Yes that third note says “Good recovery from technological failure.” Remember these people are called ‘Appraisers.’ No praise there. Just “Technological failure.” But, anyway at least in the end I got the experience. Not everything goes your way all the time, in fact it tends to be the opposite and you just have to live with that. DI will come back as a positive and I know that after seeing a grade 12 student get a DI scholarship just last week. So, even though it makes me sad to think about, this little certificate will be nothing but a positive for my future.
This is my third year of DI, I have done Engineering every year, but this year has been the best for me. I gained the most out of it, I leaned more about failure and how luck is not often on your side, especially when you think it will be. So, next year we are not doing DI. We will be done. We will live with the affects. I don’t know if they will be negative or positive, but I see both. DI advertises a study done in 2014, Dr. Mark A. Runco, Professor of Educational Psychology for the Torrance Creativity Center at the University of Georgia said he found these things about children who had done DI.

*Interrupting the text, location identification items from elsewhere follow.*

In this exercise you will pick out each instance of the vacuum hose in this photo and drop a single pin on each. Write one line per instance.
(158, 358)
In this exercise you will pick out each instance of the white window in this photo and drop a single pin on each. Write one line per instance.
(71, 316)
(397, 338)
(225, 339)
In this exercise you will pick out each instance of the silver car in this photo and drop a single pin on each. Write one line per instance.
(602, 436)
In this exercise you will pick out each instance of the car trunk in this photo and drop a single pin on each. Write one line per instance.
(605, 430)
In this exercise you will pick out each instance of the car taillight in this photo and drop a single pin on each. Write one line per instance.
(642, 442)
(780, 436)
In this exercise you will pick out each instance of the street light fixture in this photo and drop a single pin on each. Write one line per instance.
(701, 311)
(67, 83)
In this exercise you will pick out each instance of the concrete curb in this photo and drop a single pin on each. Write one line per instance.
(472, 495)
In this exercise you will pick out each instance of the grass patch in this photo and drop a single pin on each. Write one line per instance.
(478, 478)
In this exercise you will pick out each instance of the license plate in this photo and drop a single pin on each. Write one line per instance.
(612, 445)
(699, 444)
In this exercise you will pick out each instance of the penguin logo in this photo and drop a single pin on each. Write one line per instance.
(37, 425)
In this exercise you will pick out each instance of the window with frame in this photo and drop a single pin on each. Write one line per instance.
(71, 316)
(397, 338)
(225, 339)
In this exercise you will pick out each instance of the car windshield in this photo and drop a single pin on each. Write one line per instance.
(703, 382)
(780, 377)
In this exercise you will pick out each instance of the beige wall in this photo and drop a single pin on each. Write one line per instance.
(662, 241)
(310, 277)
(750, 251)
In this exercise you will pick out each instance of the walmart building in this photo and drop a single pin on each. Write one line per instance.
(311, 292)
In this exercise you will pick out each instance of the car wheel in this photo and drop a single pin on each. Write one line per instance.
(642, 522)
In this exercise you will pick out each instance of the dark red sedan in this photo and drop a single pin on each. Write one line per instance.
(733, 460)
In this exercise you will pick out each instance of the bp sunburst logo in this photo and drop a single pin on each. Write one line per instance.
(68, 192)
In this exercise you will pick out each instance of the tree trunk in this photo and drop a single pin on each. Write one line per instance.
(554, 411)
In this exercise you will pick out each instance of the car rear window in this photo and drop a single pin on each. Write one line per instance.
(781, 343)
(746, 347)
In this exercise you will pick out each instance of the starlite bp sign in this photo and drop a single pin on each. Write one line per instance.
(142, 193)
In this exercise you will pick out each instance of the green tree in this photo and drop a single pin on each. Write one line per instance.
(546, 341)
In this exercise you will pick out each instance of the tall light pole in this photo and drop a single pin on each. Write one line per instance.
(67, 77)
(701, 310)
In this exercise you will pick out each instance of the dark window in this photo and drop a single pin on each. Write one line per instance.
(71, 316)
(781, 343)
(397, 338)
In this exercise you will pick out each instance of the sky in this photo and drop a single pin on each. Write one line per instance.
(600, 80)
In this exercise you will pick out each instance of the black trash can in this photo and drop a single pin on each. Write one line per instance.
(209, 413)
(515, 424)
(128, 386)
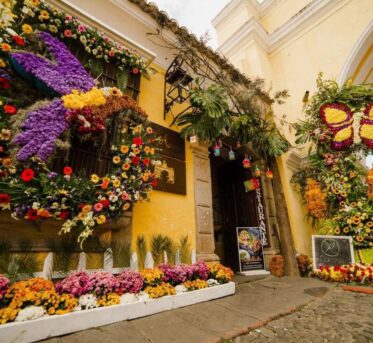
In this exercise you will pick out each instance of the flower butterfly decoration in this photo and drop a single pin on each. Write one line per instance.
(339, 120)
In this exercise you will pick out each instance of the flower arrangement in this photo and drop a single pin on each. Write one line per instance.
(152, 277)
(334, 186)
(129, 282)
(359, 273)
(36, 297)
(220, 273)
(22, 17)
(160, 290)
(315, 198)
(195, 284)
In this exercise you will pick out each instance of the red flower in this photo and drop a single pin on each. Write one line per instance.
(18, 40)
(137, 141)
(4, 199)
(67, 170)
(105, 203)
(68, 33)
(146, 161)
(64, 215)
(9, 109)
(155, 183)
(32, 214)
(27, 175)
(4, 83)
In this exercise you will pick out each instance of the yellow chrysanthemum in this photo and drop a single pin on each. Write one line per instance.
(77, 100)
(343, 134)
(26, 28)
(335, 116)
(124, 149)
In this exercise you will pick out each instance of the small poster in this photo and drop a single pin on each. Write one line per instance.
(250, 248)
(330, 250)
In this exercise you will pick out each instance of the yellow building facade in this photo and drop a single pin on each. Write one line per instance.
(288, 42)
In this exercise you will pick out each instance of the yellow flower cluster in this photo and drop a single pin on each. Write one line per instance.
(152, 277)
(315, 199)
(160, 290)
(221, 273)
(109, 299)
(37, 292)
(77, 100)
(196, 284)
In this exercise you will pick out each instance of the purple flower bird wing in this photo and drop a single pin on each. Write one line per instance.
(63, 75)
(42, 128)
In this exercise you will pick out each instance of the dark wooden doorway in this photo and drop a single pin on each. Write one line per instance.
(235, 207)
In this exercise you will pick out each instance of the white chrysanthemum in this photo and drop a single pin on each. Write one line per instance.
(30, 313)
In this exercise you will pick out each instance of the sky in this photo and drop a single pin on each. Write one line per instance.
(196, 15)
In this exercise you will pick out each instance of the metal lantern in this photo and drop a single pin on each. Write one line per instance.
(231, 155)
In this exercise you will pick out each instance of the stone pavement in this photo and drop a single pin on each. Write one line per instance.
(253, 305)
(340, 317)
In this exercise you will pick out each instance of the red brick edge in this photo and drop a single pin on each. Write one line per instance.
(358, 289)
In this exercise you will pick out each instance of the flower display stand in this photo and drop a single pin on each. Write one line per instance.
(46, 327)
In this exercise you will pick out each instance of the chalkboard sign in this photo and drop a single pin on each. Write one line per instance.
(332, 250)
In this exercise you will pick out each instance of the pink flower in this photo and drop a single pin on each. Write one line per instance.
(98, 207)
(81, 28)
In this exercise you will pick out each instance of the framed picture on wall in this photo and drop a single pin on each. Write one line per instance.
(171, 172)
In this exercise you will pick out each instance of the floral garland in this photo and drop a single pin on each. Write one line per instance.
(333, 185)
(20, 18)
(30, 137)
(35, 298)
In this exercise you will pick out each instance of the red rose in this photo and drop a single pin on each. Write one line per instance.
(4, 198)
(137, 141)
(67, 170)
(32, 214)
(146, 161)
(9, 109)
(64, 215)
(18, 40)
(155, 183)
(105, 203)
(4, 83)
(68, 33)
(27, 175)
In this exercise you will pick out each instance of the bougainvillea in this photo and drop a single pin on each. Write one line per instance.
(31, 137)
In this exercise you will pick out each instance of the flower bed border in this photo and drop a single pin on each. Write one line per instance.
(47, 327)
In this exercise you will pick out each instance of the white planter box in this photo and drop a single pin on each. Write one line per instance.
(57, 325)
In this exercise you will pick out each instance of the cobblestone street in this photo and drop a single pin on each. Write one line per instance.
(338, 317)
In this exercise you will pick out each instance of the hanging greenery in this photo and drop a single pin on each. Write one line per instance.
(333, 184)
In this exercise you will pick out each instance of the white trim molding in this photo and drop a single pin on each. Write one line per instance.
(362, 45)
(253, 29)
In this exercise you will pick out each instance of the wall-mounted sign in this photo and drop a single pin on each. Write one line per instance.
(250, 248)
(171, 172)
(332, 250)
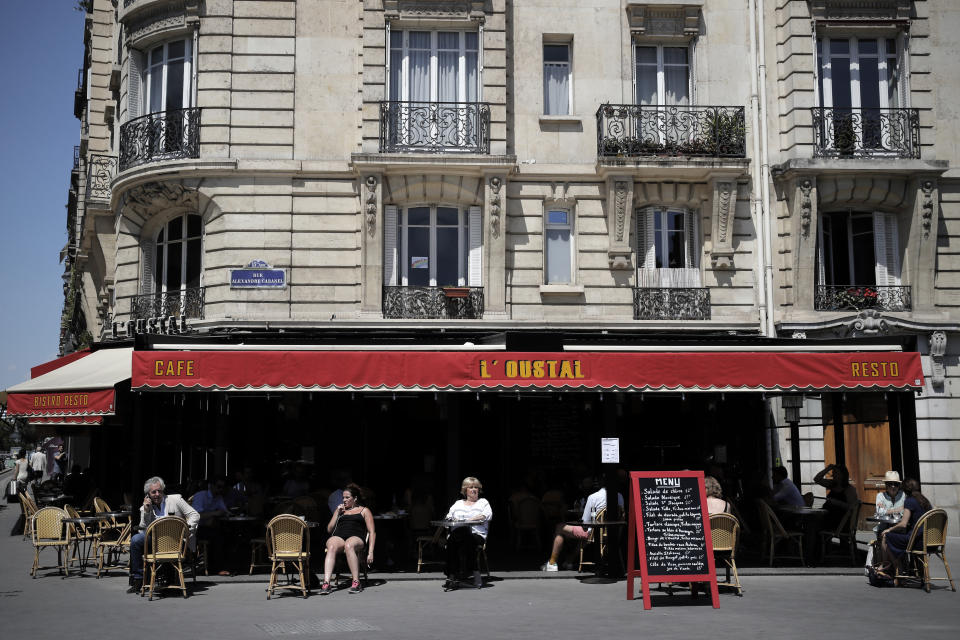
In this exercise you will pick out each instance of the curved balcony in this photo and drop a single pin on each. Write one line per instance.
(854, 297)
(866, 133)
(629, 130)
(186, 303)
(165, 135)
(671, 303)
(433, 303)
(434, 127)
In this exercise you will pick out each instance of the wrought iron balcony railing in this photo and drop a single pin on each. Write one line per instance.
(165, 135)
(100, 172)
(861, 133)
(448, 303)
(184, 303)
(856, 297)
(638, 130)
(671, 304)
(435, 127)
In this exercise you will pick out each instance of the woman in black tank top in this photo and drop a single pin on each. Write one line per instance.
(348, 527)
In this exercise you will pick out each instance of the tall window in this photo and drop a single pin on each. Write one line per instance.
(859, 249)
(179, 254)
(434, 66)
(662, 75)
(668, 251)
(168, 75)
(557, 87)
(558, 246)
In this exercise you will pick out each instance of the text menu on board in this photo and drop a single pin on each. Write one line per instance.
(673, 526)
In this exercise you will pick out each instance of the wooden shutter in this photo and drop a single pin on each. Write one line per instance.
(134, 84)
(148, 252)
(390, 246)
(475, 260)
(886, 249)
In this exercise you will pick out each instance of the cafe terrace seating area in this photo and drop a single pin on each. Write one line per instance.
(278, 539)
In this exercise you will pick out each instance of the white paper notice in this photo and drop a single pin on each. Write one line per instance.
(610, 450)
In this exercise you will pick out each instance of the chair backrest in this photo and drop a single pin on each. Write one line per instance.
(168, 534)
(724, 530)
(287, 534)
(48, 525)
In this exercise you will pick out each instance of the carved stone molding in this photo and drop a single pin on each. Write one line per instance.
(370, 205)
(938, 347)
(153, 197)
(806, 205)
(495, 205)
(619, 209)
(879, 10)
(724, 203)
(926, 206)
(680, 20)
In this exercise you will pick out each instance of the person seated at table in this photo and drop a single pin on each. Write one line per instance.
(463, 541)
(350, 523)
(785, 492)
(715, 501)
(595, 502)
(893, 541)
(157, 504)
(889, 501)
(841, 495)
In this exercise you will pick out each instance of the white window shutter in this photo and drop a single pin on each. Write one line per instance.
(886, 249)
(390, 246)
(134, 84)
(475, 260)
(148, 252)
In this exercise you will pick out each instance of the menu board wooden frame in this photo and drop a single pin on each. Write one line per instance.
(636, 542)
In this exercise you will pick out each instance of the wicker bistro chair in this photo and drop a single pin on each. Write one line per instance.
(165, 542)
(725, 533)
(774, 532)
(48, 532)
(288, 540)
(929, 537)
(846, 530)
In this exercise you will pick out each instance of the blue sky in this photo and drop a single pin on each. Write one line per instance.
(42, 48)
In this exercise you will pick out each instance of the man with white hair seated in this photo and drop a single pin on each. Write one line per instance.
(155, 505)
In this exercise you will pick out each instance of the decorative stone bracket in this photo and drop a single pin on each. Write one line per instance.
(724, 204)
(619, 219)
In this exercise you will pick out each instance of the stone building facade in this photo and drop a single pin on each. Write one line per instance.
(650, 167)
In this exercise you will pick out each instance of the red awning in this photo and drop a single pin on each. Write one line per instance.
(467, 370)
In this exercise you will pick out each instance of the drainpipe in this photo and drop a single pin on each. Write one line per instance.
(765, 173)
(756, 192)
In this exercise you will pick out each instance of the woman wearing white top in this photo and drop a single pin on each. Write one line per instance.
(462, 542)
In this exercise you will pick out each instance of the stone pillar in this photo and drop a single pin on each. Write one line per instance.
(619, 219)
(371, 233)
(495, 246)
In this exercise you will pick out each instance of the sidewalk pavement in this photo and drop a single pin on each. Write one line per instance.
(785, 606)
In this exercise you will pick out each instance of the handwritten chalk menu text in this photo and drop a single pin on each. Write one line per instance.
(673, 526)
(669, 534)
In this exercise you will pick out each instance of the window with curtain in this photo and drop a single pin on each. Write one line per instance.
(556, 79)
(662, 75)
(858, 78)
(858, 249)
(558, 246)
(179, 254)
(434, 246)
(668, 248)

Do I agree with everything? No. I think that he shone light on all of the positive that we gain in the long term, but fails to mention what is wrong. I do not have a problem with him or the study though, I have a personal thing with DI called bad luck. Maybe I’m cursed, maybe I’m just whiny, but in the end I’m too sassy to agree right now, even though one day I will most likely feel the same. Thanks Dr. Mark.